Reed Smith Client Alerts

An Ohio federal court recently rejected an attempt by surface landowners to avoid and limit the holding in Corban v. Chesapeake Exploration, L.L.C., the landmark 2006 opinion from the Ohio Supreme Court that held that the 1989 Ohio Dormant Mineral Act was not self-executing and that the surface was not automatically merged with the severed mineral interests. The Southern District of Ohio flatly rejected the argument that the Corban opinion violated federal constitutional provisions by depriving surface landowners of a vested property right. This opinion joins other Ohio state and federal opinions upholding Corban’s interpretation of the Ohio Dormant Mineral Act.

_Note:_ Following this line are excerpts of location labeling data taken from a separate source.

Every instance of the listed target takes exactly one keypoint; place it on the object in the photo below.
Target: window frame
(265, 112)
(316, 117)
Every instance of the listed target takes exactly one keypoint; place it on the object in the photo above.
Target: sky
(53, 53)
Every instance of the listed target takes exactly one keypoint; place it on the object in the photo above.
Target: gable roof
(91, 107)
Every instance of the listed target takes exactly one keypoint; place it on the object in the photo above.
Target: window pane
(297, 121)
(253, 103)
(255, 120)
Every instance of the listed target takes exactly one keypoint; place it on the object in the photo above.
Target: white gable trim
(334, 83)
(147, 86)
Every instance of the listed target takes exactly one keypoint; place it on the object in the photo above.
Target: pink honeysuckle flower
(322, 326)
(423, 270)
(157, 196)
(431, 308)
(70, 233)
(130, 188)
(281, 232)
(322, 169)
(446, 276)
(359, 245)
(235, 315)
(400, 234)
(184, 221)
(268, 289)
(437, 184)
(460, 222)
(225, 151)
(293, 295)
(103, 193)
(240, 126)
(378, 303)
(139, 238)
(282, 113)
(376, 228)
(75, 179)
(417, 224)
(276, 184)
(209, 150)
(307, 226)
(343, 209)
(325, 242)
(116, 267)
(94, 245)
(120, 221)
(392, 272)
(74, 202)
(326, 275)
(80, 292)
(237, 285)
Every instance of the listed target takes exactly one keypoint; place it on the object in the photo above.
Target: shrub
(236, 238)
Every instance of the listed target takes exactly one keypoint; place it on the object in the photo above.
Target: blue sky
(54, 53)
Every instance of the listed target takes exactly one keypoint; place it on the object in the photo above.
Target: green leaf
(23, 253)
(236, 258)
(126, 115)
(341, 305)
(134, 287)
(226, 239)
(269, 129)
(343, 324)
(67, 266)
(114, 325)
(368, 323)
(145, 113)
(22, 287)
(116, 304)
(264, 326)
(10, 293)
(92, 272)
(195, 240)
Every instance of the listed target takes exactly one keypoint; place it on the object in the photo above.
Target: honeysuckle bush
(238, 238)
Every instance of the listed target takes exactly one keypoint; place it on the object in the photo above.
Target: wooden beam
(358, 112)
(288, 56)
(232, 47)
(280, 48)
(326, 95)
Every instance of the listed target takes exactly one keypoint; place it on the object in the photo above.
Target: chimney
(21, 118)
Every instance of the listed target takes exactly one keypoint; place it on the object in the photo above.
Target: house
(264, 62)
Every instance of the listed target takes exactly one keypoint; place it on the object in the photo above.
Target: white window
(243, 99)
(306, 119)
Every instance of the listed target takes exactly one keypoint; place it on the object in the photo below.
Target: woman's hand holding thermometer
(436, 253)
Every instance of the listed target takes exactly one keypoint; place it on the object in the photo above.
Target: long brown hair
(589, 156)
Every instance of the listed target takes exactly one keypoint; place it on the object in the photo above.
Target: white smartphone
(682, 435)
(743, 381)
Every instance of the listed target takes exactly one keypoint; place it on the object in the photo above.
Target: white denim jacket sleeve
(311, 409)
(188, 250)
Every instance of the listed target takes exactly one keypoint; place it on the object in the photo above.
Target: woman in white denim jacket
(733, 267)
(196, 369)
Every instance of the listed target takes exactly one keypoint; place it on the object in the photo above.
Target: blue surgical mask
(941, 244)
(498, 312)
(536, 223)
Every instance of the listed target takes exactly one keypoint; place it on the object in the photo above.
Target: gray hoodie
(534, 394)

The Ohio Supreme Court’s September 15, 2016, decision in Corban v. Chesapeake Exploration, L.L.C., 2016-Ohio-5796, held that the 1989 Ohio Dormant Mineral Act was not self-executing, meaning that the surface was not automatically merged with the severed mineral interests. Since that time, many surface owners who would have benefitted from the opposite interpretation of the Act sought to challenge Corban by raising new claims in pending state and federal actions throughout Ohio. They have raised the claim that the rights provided to surface owners in the 1989 Dormant Mineral Act were vested property rights protected by the United States Constitution, and that the Corban decision and its interpretation of the Dormant Mineral Act unconstitutionally deprived them of those vested property rights. This claim has been raised as a challenge to, and an attempt to nullify, the Corban decision in numerous actions pending in Ohio state and federal courts. Specifically, the claim is that the right to assert a presumption of ownership over the severed mineral interests constitutes a constitutionally protected property right, and Corban allegedly runs afoul of that property right.